Semantic Textual Similarity for Spanish
Semantic textual similarity (STS) has received an increasing amount of attention in recent years, culminating with the Semeval/*SEM tasks organized in 2012 and 2013, each bringing together more than 30 participating teams. While the focus to date has been on measuring the similarity of texts in English, we believe it is important to also develop and evaluate methods for text similarity in other languages. This is motivated by the growing number of documents available online and elsewhere which are written in languages other than English, as well as by the increased interest in computational linguistic resources and tools for other languages.
The goal of this subtask is to enable the evaluation of semantic textual similarity systems for Spanish.
Participants in the task will submit the output of systems developed to measure semantic textual similarity in Spanish. The annotations and systems will use a scale from 0 (no relation) to 4 (semantic equivalence), indicating the similarity between two sentences. A development dataset of 65 annotated sentence pairs is provided. The test data will consists of two datasets, one of 324 sentencec pairs, and another one of of 480 sentence pairs. No training data will be provided, although systems that need training can use the development dataset for this purpose. The development dataset has already been annotated in previous work [1]; the test dataset will be annotated by five native Spanish speakers. Participating systems will be evaluated using the same metrics traditionally employed in the evaluation of STS systems, and also used in previous Semeval/*SEM STS evaluations, i.e., mean Pearson correlation between the system output and the gold standard annotations.
Introduction
Given two sentences of text, s1 and s2, the systems participating in this task should compute how similar s1 and s2 are, returning a similarity score, and an optional confidence score. The scores should range from 0 to 4, where 4 marks paraphrases, and 0, sentences that have absolutely no relation.
The test dataset contains sentence pairs coming from the following:
1) Spanish news articles (news)
2) Wikipedia articles (wikipedia)
The datasets have been derived as follows:
- STS.input.news.txt: The sentences are extracted from recent newspaper articles (2014) published in Spanish publications from around the world. The articles were mined from the Google News Spanish service http://news.google.es/.
- STS.input.wikipedia.txt: The sentences were selected from a December 2013 dump of the Spanish version of Wikipedia.
NOTE: Participant systems should NOT use the following datasets to develop or train their systems:
- Spanish version of Wikipedia for the Wikipedia test set.
Input format
The input files consist of two fields separated by tabs:
- first sentence (does not contain tabs)
- second sentence (does not contain tabs)

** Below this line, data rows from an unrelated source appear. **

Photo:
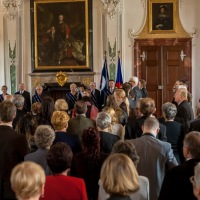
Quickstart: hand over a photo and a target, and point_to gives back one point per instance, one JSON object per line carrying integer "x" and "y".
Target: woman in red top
{"x": 60, "y": 185}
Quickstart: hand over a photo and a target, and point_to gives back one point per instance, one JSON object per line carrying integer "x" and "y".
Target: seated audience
{"x": 174, "y": 130}
{"x": 126, "y": 147}
{"x": 87, "y": 165}
{"x": 176, "y": 184}
{"x": 44, "y": 136}
{"x": 27, "y": 181}
{"x": 27, "y": 125}
{"x": 107, "y": 139}
{"x": 4, "y": 89}
{"x": 115, "y": 128}
{"x": 134, "y": 129}
{"x": 119, "y": 177}
{"x": 60, "y": 185}
{"x": 195, "y": 180}
{"x": 59, "y": 121}
{"x": 77, "y": 124}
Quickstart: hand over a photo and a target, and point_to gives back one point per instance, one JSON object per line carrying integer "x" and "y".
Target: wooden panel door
{"x": 160, "y": 64}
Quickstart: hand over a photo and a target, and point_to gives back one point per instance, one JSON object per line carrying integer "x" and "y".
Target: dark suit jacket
{"x": 133, "y": 129}
{"x": 107, "y": 140}
{"x": 77, "y": 124}
{"x": 13, "y": 148}
{"x": 195, "y": 125}
{"x": 176, "y": 184}
{"x": 155, "y": 158}
{"x": 175, "y": 135}
{"x": 27, "y": 100}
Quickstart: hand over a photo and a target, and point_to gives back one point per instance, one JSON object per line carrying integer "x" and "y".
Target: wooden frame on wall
{"x": 162, "y": 16}
{"x": 61, "y": 35}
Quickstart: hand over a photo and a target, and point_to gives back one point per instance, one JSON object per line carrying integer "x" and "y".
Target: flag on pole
{"x": 119, "y": 79}
{"x": 104, "y": 77}
{"x": 104, "y": 83}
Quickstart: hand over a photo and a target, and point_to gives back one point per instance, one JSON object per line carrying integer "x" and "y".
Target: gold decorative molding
{"x": 61, "y": 78}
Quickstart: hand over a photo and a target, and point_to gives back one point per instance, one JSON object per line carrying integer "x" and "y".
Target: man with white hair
{"x": 134, "y": 84}
{"x": 107, "y": 140}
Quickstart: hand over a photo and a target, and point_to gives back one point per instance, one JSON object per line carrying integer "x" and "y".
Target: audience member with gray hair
{"x": 44, "y": 137}
{"x": 18, "y": 100}
{"x": 127, "y": 147}
{"x": 195, "y": 180}
{"x": 107, "y": 140}
{"x": 176, "y": 184}
{"x": 174, "y": 130}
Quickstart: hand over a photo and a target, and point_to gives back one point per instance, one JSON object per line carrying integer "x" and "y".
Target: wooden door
{"x": 160, "y": 64}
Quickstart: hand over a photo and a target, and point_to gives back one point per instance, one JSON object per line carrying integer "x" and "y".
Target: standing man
{"x": 155, "y": 156}
{"x": 134, "y": 84}
{"x": 37, "y": 97}
{"x": 95, "y": 95}
{"x": 27, "y": 97}
{"x": 13, "y": 148}
{"x": 176, "y": 184}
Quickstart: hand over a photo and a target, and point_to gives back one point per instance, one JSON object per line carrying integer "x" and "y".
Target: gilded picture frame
{"x": 162, "y": 16}
{"x": 61, "y": 35}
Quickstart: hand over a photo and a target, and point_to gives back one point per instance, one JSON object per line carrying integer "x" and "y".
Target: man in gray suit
{"x": 155, "y": 156}
{"x": 77, "y": 124}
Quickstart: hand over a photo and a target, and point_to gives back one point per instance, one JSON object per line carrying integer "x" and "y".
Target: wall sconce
{"x": 12, "y": 7}
{"x": 112, "y": 7}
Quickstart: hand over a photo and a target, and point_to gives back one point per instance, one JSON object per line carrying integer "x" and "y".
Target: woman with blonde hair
{"x": 115, "y": 128}
{"x": 119, "y": 177}
{"x": 59, "y": 121}
{"x": 27, "y": 181}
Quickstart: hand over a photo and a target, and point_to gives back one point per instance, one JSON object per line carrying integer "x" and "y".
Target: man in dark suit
{"x": 184, "y": 109}
{"x": 155, "y": 156}
{"x": 95, "y": 95}
{"x": 77, "y": 124}
{"x": 107, "y": 140}
{"x": 133, "y": 129}
{"x": 134, "y": 84}
{"x": 27, "y": 97}
{"x": 13, "y": 148}
{"x": 176, "y": 184}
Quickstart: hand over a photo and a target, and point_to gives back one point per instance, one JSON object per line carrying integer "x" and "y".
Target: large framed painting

Please check any of STS.input.*.txt files. The file encoding is UTF8 (to correctly render diacritics).
Gold Standard
The gold standard contains a score between 0 and 4 for each pair of sentences, with the following interpretation:
(4) The two sentences are completely equivalent, as they mean the same thing.

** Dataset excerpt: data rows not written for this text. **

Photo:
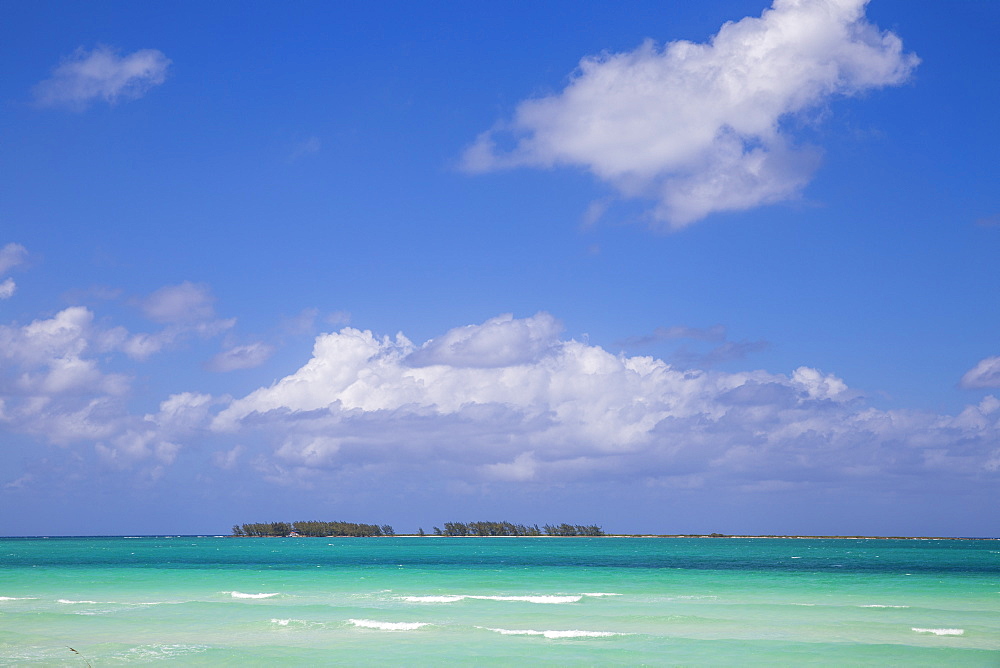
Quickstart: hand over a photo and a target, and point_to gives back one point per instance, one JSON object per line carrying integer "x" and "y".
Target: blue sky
{"x": 666, "y": 267}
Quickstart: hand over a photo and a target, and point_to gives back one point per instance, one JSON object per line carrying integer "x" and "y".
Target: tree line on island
{"x": 334, "y": 529}
{"x": 324, "y": 529}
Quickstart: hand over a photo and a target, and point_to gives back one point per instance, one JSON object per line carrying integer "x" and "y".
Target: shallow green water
{"x": 499, "y": 601}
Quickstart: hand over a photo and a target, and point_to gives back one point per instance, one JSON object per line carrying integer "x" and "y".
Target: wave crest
{"x": 554, "y": 634}
{"x": 239, "y": 594}
{"x": 941, "y": 632}
{"x": 387, "y": 626}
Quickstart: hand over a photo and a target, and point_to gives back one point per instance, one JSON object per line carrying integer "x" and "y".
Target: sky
{"x": 666, "y": 267}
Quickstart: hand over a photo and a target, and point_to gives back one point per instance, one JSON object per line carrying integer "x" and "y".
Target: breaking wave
{"x": 239, "y": 594}
{"x": 553, "y": 634}
{"x": 387, "y": 626}
{"x": 941, "y": 632}
{"x": 550, "y": 599}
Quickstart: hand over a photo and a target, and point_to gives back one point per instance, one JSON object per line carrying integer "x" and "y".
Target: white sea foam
{"x": 387, "y": 626}
{"x": 545, "y": 599}
{"x": 941, "y": 632}
{"x": 433, "y": 599}
{"x": 553, "y": 634}
{"x": 532, "y": 599}
{"x": 239, "y": 594}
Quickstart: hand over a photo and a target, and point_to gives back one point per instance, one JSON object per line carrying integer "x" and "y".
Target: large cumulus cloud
{"x": 704, "y": 127}
{"x": 556, "y": 409}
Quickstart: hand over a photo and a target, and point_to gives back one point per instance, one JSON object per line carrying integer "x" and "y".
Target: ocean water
{"x": 204, "y": 601}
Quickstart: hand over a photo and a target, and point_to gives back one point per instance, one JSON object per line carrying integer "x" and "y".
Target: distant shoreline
{"x": 610, "y": 535}
{"x": 670, "y": 535}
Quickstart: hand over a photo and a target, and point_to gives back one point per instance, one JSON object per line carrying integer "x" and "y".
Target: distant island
{"x": 351, "y": 529}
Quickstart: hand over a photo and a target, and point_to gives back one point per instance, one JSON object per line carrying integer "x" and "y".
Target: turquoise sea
{"x": 213, "y": 601}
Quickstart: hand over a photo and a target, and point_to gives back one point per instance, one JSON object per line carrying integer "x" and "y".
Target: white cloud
{"x": 304, "y": 148}
{"x": 561, "y": 410}
{"x": 11, "y": 255}
{"x": 501, "y": 341}
{"x": 986, "y": 374}
{"x": 179, "y": 304}
{"x": 241, "y": 357}
{"x": 102, "y": 74}
{"x": 185, "y": 309}
{"x": 699, "y": 127}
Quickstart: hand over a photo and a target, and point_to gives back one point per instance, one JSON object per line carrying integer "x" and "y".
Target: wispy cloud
{"x": 241, "y": 357}
{"x": 713, "y": 333}
{"x": 304, "y": 148}
{"x": 986, "y": 374}
{"x": 701, "y": 127}
{"x": 11, "y": 255}
{"x": 102, "y": 74}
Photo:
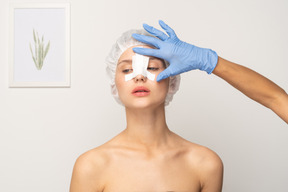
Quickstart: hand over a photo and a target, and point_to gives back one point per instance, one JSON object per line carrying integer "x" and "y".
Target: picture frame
{"x": 39, "y": 45}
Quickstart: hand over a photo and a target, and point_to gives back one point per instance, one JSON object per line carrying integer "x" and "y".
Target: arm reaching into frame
{"x": 184, "y": 57}
{"x": 255, "y": 86}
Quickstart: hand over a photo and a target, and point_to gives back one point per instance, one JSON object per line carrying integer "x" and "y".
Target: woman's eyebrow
{"x": 125, "y": 61}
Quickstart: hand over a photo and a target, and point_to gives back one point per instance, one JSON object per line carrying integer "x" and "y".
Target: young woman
{"x": 146, "y": 156}
{"x": 184, "y": 57}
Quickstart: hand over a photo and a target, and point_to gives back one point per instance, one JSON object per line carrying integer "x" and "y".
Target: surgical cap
{"x": 124, "y": 42}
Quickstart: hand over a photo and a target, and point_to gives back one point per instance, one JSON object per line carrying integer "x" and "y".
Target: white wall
{"x": 43, "y": 130}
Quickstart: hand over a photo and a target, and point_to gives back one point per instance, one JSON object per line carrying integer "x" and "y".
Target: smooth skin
{"x": 255, "y": 86}
{"x": 146, "y": 156}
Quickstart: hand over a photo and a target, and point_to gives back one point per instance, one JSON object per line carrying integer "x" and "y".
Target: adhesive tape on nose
{"x": 139, "y": 66}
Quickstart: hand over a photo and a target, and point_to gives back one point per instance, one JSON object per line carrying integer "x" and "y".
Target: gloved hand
{"x": 182, "y": 56}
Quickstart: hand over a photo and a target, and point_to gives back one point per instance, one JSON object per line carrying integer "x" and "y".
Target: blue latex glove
{"x": 182, "y": 56}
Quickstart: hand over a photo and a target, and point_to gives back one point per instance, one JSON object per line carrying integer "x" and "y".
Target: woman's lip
{"x": 141, "y": 90}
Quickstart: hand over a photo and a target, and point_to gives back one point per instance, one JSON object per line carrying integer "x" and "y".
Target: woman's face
{"x": 140, "y": 92}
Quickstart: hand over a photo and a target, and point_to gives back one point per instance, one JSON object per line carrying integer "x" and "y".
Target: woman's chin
{"x": 144, "y": 105}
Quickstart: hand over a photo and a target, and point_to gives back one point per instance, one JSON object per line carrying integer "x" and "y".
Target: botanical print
{"x": 40, "y": 50}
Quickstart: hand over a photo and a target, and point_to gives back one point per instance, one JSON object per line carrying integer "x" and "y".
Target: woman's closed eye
{"x": 153, "y": 68}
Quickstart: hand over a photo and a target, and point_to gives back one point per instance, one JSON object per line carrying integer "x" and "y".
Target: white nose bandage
{"x": 139, "y": 66}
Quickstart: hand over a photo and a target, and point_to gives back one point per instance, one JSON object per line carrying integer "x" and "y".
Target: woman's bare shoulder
{"x": 199, "y": 154}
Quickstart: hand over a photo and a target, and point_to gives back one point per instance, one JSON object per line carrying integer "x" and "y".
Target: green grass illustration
{"x": 40, "y": 50}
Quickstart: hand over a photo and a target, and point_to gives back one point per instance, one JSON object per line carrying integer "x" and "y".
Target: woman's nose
{"x": 140, "y": 78}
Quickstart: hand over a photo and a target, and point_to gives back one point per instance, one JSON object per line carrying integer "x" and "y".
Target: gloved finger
{"x": 155, "y": 32}
{"x": 168, "y": 29}
{"x": 148, "y": 40}
{"x": 147, "y": 51}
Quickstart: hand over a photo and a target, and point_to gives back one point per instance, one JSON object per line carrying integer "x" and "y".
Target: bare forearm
{"x": 255, "y": 86}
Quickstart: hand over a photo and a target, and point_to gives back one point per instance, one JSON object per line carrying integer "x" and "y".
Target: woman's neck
{"x": 147, "y": 128}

The bird is bathing in the sink.
Birdie is washing itself in the water basin.
El pájaro se esta bañando en el lavabo.
El pájaro se está lavando en el aguamanil.
(3) The two sentences are mostly equivalent, but some details differ.
John said he is considered a witness but not a suspect.
"He is not a suspect anymore." John said.
John dijo que él es considerado como testigo, y no como sospechoso.
"Él ya no es un sospechoso," John dijo.
(2) The two sentences are roughly equivalent, but some important information differs/missing.
They flew out of the nest in groups.
They flew into the nest together.
Ellos volaron del nido en grupos.
Volaron hacia el nido juntos.
(1) The two sentences are not equivalent, but are on the same topic.
The woman is playing the violin.
The young lady enjoys listening to the guitar.
La mujer está tocando el violín.
La joven disfruta escuchar la guitarra.
(0) The two sentences are on different topics.
John went horse back riding at dawn with a whole group of friends.
Sunrise at dawn is a magnificent view to take in if you wake up early enough for it.
Al amanecer, Juan se fue a montar a caballo con un grupo de amigos.
La salida del sol al amanecer es una magnífica vista que puede presenciar si usted se despierta lo suficientemente temprano para verla.
Answer format
The answer format consists of a similarity score followed by an optional confidence score. Each line has two fields separated by a tab:
- a number between 0 and 4 (the similarity score)
- a number between 0 and 100 (the confidence score)
See file STS.output.wikipedia.es.txt for a sample output file your system should generate. The files you submit should follow the same naming structure: STS.output.*.es.txt, where * is either wikipedia or news.
The use of confidence scores is experimental, and it is not required for the official score.
Scoring
The official score is based on the average of Pearson correlation. The use of confidence scores will be experimental, and it is not required for the official scores.
Participation in the task
Participant teams will be allowed to submit three runs at most.